If his plan was successfully implemented, Yass believes that Philadelphia would be at the center of the education revolution. He wasn't above drawing parallels to the revolution that occurred in Philadelphia in 1776. The lifelong advocate of free markets explained, "If we had 200,000 kids roaming Philadelphia with $10,000 in their pocket, ready to spend on any school that they want to, entrepreneurs from all around the country, charter school operators, private school operators, would flock to Philadelphia. They would say I am opening up my shop in Philadelphia because I have a customer base of 200,000 people who have $10,000 to spend. I will bring in more schools. If your kid is a math kid, we'll have math school. If your kid is an artist, we'll have an art school. If your kid is a computer programmer, we will have a computer programming school. If your kid wants to get a job in the trades and wants to learn a real vocational skill, we are going to teach him how to get that vocational skill."

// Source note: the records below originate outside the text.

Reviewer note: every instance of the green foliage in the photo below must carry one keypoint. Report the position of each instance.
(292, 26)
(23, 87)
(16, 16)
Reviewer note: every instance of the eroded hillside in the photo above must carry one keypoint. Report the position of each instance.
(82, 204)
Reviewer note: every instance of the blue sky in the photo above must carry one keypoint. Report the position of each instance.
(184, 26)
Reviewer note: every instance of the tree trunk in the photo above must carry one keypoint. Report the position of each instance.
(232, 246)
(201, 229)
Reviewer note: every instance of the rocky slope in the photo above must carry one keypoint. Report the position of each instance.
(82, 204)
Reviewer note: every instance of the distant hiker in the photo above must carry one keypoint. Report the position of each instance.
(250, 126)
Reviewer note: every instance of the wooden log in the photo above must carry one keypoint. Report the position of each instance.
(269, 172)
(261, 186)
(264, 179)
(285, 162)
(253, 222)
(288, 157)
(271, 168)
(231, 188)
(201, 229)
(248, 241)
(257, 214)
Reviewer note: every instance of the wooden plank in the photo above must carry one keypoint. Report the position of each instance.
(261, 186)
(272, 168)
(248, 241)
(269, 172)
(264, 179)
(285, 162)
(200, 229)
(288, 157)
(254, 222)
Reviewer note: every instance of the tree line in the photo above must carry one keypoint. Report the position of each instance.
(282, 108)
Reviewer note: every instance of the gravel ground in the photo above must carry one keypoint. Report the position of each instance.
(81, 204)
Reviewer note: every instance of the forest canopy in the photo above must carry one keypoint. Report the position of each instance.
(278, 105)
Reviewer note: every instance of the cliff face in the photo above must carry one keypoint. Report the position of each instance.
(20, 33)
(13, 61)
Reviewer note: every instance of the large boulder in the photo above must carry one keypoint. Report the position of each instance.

One of the ways the libertarian firebrand, who sits on the board of the Cato Institute, plans to cut costs is to reduce tenure opportunities and benefits for teachers. There are probably few subjects that vex Yass as much as teacher's pay. He asked the audience, "How much do you think the average schoolteacher makes? All we ever hear about is how underpaid they are, how abused they are, and they need more and more money." He then flashed a PowerPoint on the screen that showed Philadelphia School District teachers make $70,600 plus benefits of $46,000 for a total of $117,400 with the national average teacher salary being $57379. He explained, "Benefits is where the real money is. The healthcare is free. The pensions are funded."
Yass seems haunted by ghosts of teachers past. He argued "Now many of these teachers are great teachers. The top teachers would stay. They would probably make even more money in a voucherized system. But many of these teachers are horrible. It is very difficult to be a good teacher. Not everyone has the knack for it. These bottom 25% of our teachers are tormenting our children and they have got to go. That is where a lot of the savings, improvement will come from."
His bete noire is Jerry Jordan, the president of the Philadelphia Federation of Teachers. "Jerry Jordan, head of the teacher's union was asked how come you didn't fire anyone out of the last 3500 people you hired, recalled the co-founder of a global trading powerhouse. "Jordan said well I am good at hiring. So if you believe that you can hire 3500 people and not need to fire anyone, then you don't believe the system needs a change and you are good. But if you believe that's absolutely impossible and that means they are just coddling people who can't do their jobs, then you would be in favor of this change."
Ordinarily, I would say that this flame thrower of an idea would have little chance of being implemented considering the teacher's union likely opposition. But we are in the Trump era. Trump's nominee for Secretary of Education, Betsy DeVos, is a strong charter school advocate.There is only one problem. Yass scoffed at the idea of a Trump presidency in the New York Times so he may have to eat his words before his ideas get a hearing by the President Elect. The question is will he prostrate himself for the kids?